Data Analysis chart view
The chart view of the dashboard is another useful tool to visualize the data representation. You will be using the chart to compare the data distribution for the patients data.
Check data imbalance issues in dataset
- Under the "Chart view" pane, use the cohort with all the test data by selecting the "All data" option from the "Select a dataset cohort to explore" drop-down menu.
- On the Y-axis, click on the current selected "race" button, which will launch a pop-up menu. Under "Select your axis value", choose "Count".
- On the X-axis, click on the current selected "Index" value, then choose "True Y" under the "Select your axis value" menu. You can see that the data distribution between both classes is imbalance.
- Looks like out of the 994 diabetes patients test data, 798 patients are Not readmitted and 198 are Readmitted. These are the actual values or TrueY.
- On the X-axis, click on the current selected "Index" value, then choose "Predicted Y" under the "Select your axis value" menu.
- You can see that the model’s number of patients Readmitted is 41, while the number of patients Not Readmitted is 953. So, this definitely exposes an extreme data imbalance issue where the model is not performing well for cases where patients are Readmitted.
Check sensitive data representation
It is important to check for data disparities for non-sensitive and sensitive data (e.g., age, gender, race etc.). Not having a good balance of data can negatively skew a model’s performance. This leads to data biases causing the model to have fairness, inclusiveness, safety, or reliability issues.
- On the Y-axis, verify that "Count" is still selected.
- On the X-axis, click on the current selected "Predicted Y" button, which will launch a pop-up menu. Under "Select your axis value", click on the "Dataset" radio button.
- Under the "Select feature" drop-down menu, select "race".

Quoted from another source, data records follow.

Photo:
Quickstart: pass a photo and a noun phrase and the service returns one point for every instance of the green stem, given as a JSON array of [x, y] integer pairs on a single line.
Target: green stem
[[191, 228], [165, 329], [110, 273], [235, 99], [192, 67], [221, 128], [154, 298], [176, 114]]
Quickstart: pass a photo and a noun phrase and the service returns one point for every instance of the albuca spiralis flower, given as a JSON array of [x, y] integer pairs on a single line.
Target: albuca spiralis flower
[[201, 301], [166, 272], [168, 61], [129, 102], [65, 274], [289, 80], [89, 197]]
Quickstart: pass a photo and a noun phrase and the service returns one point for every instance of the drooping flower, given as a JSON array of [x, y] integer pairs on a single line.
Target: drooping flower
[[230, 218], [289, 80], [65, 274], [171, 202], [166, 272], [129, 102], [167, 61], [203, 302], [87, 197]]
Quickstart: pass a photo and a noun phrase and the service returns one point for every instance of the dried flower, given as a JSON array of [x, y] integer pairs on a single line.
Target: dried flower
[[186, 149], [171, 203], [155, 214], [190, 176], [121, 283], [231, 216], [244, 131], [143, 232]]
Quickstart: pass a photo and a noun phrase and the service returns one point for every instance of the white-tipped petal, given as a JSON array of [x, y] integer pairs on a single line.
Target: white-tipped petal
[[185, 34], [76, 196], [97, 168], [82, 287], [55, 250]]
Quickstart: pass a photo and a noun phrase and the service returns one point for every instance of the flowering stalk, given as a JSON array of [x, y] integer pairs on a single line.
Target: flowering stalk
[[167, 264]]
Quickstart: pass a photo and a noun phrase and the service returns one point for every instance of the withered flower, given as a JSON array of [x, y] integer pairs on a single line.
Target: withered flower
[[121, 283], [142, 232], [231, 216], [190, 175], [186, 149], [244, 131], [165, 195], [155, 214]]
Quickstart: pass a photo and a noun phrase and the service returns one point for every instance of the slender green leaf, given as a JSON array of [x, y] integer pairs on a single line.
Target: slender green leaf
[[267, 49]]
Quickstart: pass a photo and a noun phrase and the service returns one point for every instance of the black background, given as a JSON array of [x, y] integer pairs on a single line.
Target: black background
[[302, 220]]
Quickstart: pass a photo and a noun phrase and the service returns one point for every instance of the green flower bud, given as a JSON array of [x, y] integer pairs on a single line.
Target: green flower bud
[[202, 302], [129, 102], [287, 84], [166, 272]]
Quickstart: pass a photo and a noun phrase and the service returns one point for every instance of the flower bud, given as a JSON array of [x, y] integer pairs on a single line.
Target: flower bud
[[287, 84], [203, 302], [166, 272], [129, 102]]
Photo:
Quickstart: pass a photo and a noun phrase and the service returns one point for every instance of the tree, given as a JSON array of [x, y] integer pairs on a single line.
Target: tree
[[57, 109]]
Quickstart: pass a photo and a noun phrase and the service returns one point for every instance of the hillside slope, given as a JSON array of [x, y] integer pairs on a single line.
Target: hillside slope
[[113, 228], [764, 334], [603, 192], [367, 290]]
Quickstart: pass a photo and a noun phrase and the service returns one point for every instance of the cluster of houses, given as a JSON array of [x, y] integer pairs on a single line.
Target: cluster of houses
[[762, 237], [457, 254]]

- You will find that, there's a lot of disparities among "Race" representation. Caucasians represent 77% of patients in the test data. African-Americans make up 19% of the patients. Hispanics represent 2% of the data. There's obviously a lot of gaps between the different races. This is an area that will be a good candidate for a data scientist or ML engineer to flagged to make sure it does not induce any racial biases.
- Next, on the X-axis, click on the current selected "Predicted Y" button, which will launch a pop-up menu. Under "Select your axis value", click on the "Dataset" radio button.

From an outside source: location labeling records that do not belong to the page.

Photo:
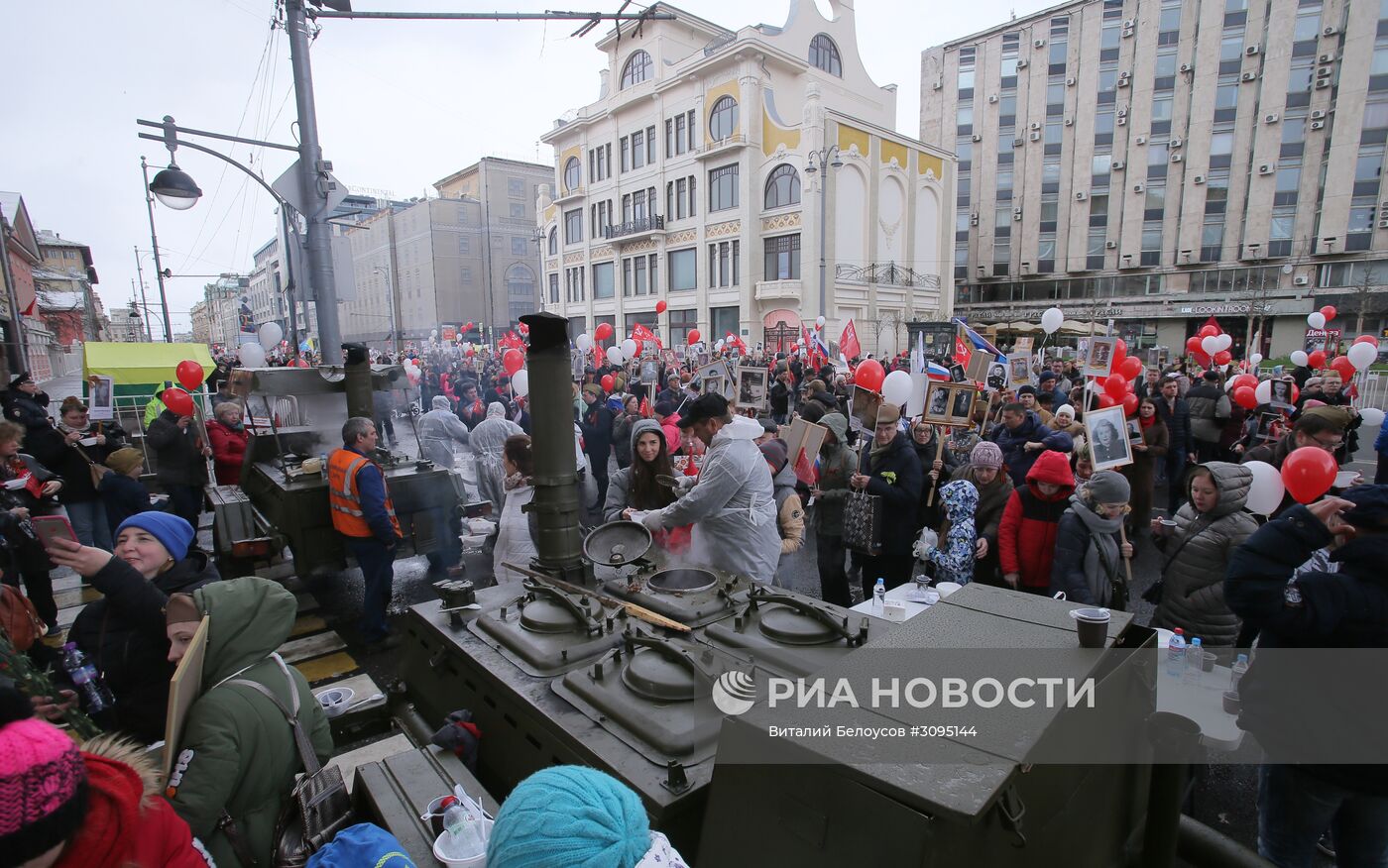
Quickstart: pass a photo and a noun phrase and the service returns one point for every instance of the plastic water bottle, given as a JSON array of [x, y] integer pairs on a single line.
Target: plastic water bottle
[[462, 828], [86, 678], [1235, 673], [1194, 657], [1176, 653]]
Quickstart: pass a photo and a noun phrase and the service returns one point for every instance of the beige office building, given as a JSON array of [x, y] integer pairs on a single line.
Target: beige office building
[[1156, 163], [689, 180]]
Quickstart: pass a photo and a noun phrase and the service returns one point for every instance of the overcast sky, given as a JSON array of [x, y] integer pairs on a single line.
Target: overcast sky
[[400, 104]]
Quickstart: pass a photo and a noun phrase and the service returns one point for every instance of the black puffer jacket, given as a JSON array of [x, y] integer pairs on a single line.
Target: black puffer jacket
[[124, 634], [897, 479]]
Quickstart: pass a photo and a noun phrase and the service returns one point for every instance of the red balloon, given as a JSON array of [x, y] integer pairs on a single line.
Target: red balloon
[[1241, 380], [1309, 473], [870, 375], [189, 374], [177, 401]]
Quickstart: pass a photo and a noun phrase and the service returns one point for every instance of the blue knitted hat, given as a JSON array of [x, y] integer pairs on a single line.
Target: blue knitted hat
[[569, 816], [174, 533]]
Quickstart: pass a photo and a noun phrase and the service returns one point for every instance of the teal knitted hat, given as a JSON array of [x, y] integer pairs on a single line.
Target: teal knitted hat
[[569, 816]]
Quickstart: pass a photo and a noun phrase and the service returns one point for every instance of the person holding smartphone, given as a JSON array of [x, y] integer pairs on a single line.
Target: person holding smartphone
[[27, 489]]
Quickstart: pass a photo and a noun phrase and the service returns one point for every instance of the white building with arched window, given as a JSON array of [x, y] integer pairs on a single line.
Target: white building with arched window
[[689, 182]]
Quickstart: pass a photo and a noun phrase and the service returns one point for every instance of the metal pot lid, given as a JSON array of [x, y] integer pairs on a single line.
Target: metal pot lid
[[654, 676], [618, 544], [684, 580], [545, 616], [793, 627]]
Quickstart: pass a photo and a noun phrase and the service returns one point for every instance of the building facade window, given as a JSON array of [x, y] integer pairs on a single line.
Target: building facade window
[[781, 257], [823, 54], [781, 187], [683, 270], [722, 121], [724, 264], [637, 69], [722, 187], [603, 278]]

- Under the "Select feature" drop-down menu, select "gender".
- The gender representation among the patient is fairly balanced. So, this is not an area of concern.

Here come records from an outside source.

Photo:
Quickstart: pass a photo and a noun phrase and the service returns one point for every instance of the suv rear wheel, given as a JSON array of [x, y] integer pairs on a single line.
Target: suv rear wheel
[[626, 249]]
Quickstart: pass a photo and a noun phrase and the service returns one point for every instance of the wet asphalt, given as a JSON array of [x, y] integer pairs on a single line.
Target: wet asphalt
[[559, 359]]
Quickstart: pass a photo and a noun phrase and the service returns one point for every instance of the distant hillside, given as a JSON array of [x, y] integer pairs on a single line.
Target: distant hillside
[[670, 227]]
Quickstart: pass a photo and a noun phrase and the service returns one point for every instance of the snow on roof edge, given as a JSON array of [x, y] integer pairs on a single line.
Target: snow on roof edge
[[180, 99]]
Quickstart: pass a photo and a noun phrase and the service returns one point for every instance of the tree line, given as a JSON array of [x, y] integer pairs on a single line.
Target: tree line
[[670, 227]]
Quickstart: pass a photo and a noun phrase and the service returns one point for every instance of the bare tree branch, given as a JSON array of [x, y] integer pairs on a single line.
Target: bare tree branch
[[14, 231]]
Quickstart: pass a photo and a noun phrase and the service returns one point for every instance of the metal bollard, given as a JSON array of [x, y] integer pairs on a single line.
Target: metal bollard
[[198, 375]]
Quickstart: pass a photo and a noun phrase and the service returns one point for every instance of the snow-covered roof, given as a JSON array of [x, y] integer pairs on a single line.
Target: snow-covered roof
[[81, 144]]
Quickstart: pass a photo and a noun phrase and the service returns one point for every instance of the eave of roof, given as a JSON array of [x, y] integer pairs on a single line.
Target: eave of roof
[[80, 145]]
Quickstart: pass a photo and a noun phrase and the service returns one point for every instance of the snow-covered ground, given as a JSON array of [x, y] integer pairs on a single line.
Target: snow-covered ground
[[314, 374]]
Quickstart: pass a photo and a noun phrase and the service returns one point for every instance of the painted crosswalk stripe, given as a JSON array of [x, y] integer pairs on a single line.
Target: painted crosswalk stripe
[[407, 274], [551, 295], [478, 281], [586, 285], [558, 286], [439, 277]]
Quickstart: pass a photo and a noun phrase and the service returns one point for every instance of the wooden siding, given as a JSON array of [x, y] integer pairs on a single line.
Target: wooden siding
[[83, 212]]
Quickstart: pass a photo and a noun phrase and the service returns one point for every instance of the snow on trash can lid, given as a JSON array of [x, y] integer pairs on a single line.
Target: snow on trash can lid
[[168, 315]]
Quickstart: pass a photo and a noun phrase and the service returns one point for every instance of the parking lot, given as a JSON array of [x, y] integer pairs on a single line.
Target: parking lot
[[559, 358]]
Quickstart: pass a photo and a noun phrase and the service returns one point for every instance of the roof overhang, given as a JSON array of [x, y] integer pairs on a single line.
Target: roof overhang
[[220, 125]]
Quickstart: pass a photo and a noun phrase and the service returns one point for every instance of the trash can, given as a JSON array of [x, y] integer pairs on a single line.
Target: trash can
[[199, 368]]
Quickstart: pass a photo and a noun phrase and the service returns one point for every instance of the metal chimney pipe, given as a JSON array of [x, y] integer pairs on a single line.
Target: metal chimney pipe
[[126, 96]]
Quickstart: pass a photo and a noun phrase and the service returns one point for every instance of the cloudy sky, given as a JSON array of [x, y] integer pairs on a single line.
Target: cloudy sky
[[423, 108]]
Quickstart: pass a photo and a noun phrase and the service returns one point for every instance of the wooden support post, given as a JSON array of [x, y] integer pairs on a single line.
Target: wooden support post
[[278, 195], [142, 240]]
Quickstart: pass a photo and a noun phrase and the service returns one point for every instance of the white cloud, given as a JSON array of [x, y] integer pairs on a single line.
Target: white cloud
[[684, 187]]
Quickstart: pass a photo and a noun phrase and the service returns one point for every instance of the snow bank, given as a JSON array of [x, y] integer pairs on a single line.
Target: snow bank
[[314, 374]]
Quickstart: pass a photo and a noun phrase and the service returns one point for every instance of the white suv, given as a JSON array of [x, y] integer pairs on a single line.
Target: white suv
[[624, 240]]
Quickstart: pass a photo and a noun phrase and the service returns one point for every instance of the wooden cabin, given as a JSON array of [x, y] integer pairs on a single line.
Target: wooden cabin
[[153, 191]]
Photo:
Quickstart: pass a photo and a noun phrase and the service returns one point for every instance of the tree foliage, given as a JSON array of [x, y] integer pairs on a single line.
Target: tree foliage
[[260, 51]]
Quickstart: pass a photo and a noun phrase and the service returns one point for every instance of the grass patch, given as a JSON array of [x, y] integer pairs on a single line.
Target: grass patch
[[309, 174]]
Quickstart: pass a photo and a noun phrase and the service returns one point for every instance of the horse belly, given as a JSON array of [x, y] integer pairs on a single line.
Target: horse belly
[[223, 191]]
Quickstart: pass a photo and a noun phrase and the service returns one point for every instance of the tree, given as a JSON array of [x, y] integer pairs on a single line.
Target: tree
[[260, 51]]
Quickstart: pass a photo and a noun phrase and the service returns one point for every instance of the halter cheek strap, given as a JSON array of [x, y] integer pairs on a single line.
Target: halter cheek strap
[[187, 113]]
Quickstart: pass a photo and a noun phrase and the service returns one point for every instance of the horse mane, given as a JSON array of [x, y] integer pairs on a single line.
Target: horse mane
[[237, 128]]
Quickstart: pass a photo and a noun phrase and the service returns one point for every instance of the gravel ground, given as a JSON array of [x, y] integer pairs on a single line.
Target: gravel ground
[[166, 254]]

- Finally, On the X-axis, replace gender to age.
- The Age representation is not proportionately distributed across the 3 age groups. Diabetes tends to affect individuals the older they get. This may be an acceptable and expected disparity, however this is another candidate for a data scientist to validate with medical specialists.
Check Hospital Readmissions
Since Prior_Inpatient is one of the features from the cohort will the highest errors; let see what impact it has to the model’s outcome.
- Click on the y-axis label. In the pop-up window pane, select the "Dataset" radio button. Then under "select feature", select "prior_inpatient" on the drop-down menu.
- On the X-axis, click on the current selected "Index" value, then choose "Predicted Y" under the "Select your axis value" menu.
- As you can see, the chart shows that the more the number of inpatients hospital stays a diabetic patient has in the past, the more likely they will be readmitted back in the hospital in 30 days. Patients with less prior inpatients are more likely not to be readmitted.
- Click on the y-axis label. In the pop-up window pane, select the "Dataset" radio button. Then under "select feature", select "race" on the drop-down menu.
- Leave the X-axis to be "Predicted Y".
- For "Race", the chart shows that due to the data imbalance, the model will not be able to predict if a patient will be Readmitted back to the hospital for some ethnicities. As you saw above the "Caucasian" patients are overrepresented in this data set. So, even when there was no prediction for the other ethnic groups, we see 31 "Readmitted" occurrences for caucasian patients since there's an overrepresentation there.